31 de out. de 2009

Educamos para o crack

ARTIGOS

Educamos para o crack, por Jacson Hübner*

Não há jornal, revista, rádio, televisão, ou seja lá qual forma de comunicação, que pelo menos uma vez no dia não fala das consequências do crack, de um filho que foi amarrado pelos pais, de furtos e homicídios que tenham alguma relação com esta droga que nos impressiona diariamente, telespectadores passivos de um tsunami que não era esperado por muitos e muito menos imaginado por tantos.

Pois é, ao mesmo tempo em que essas notícias acontecem, comentaristas, apresentadores, médicos, pais, mães, todos se perguntam o que fazer, mas como lidar, de onde veio. Porquês!!

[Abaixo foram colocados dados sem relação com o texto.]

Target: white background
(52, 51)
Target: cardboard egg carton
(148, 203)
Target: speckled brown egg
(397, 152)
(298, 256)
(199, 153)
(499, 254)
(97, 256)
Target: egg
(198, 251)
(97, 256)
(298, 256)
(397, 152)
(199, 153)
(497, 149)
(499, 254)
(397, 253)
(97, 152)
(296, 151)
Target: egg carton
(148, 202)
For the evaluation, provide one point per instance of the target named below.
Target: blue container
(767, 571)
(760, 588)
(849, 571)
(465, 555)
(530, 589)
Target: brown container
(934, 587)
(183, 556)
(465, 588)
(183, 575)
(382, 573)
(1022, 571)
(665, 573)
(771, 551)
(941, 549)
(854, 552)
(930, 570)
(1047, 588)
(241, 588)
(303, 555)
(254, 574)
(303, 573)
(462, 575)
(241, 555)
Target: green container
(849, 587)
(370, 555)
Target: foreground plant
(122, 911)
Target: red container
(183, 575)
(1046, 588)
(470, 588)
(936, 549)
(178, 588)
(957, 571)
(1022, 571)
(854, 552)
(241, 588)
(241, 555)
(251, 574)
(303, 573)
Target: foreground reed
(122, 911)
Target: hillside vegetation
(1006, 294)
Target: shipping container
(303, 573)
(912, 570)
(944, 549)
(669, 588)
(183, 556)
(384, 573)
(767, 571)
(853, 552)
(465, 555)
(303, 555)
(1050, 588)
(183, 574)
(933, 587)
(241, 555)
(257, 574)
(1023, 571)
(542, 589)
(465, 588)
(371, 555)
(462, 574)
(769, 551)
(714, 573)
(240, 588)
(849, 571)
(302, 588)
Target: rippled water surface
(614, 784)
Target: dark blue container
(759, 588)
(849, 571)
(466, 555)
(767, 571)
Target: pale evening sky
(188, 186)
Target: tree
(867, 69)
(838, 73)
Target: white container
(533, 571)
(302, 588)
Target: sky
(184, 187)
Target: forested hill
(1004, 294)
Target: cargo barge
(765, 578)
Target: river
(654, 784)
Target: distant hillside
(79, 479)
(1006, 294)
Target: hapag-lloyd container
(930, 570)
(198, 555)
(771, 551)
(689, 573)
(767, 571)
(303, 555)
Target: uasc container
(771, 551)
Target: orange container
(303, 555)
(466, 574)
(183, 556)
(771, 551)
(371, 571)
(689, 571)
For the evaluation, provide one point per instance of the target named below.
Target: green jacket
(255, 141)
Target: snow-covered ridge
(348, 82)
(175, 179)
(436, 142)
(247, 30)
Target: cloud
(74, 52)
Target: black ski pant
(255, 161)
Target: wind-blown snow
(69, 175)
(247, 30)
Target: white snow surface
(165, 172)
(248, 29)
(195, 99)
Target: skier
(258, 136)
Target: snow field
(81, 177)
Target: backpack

Várias respostas aparecem, com as mais variadas teorias, e todas muito bem embasadas. O álcool, que serve como grande porta de entrada, disfarçado entre rótulos e um marketing milionário das cervejas, pregando um comportamento pré-requisito para o sucesso, de inserção social, que o jovem em muito se identifica. A maconha, no momento com a polêmica questão da legalização, com opiniões em todos os níveis, em que até o ex-presidente Fernando Henrique Cardoso se atreve a dar entrevista em tom de “eu acho que”. Expressão comum em momentos de desespero, quando “todos sabem o que fazer”. E por aí vai.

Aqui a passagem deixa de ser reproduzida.